A 27-year-old man who was part of a $1.5 million scheme involving Apple gift cards was sentenced Monday to five years in federal prison, according to the U.S. Attorney’s Office for the Northern District of Texas.
Jason Tout-Puissant and conspirator Syed Ali, 29, pleaded guilty in 2019 to wire fraud in connection with the scheme, according to the attorney’s office. Tout-Puissant also has been ordered to pay $1.26 million in restitution to Apple, prosecutors said.
Tout-Puissant admitted that he used stolen point-of-sale devices from a Southlake Apple store in April 2016 to load $50,000 in store credits onto 26 gift cards, according to court documents. He then used a mobile app that generates QR codes for the value of gift cards and sent the codes to Ali, documents stated.
As part of his plea, Ali admitted that he and another suspect used the QR codes to buy thousands of dollars’ worth of Apple products from retail stores in New York, according to a news release issued by the attorney’s office on Monday.

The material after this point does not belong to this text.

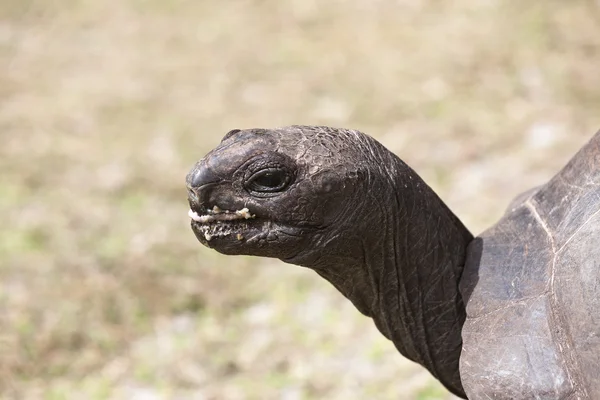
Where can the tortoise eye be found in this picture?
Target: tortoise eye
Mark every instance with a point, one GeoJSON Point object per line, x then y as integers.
{"type": "Point", "coordinates": [268, 180]}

The operation, which ran from October 2015 until at least January 2017, involved more than $1.5 million in illegally obtained Apple store gift cards around the U.S., according to court documents.
“If these defendants thought their million-dollar fraud would go unnoticed simply because they targeted a trillion-dollar company, they were sorely mistaken,” U.S. Attorney Chad Meacham said in a prepared statement.
Ali was sentenced to 37 months in federal prison last October and reported to a federal institution in Pennsylvania several weeks ago to serve his sentence, said Jay Ethington, his lawyer. Brady Wyatt III, who represented Tout-Puissant, declined to comment.
U.S. District Judge David Godbey presided over sentencing for both men.
The FBI’s Dallas field office investigated the case, and a New York field office helped with Ali’s arrest. Assistant U.S. Attorney Sid Mody prosecuted the case.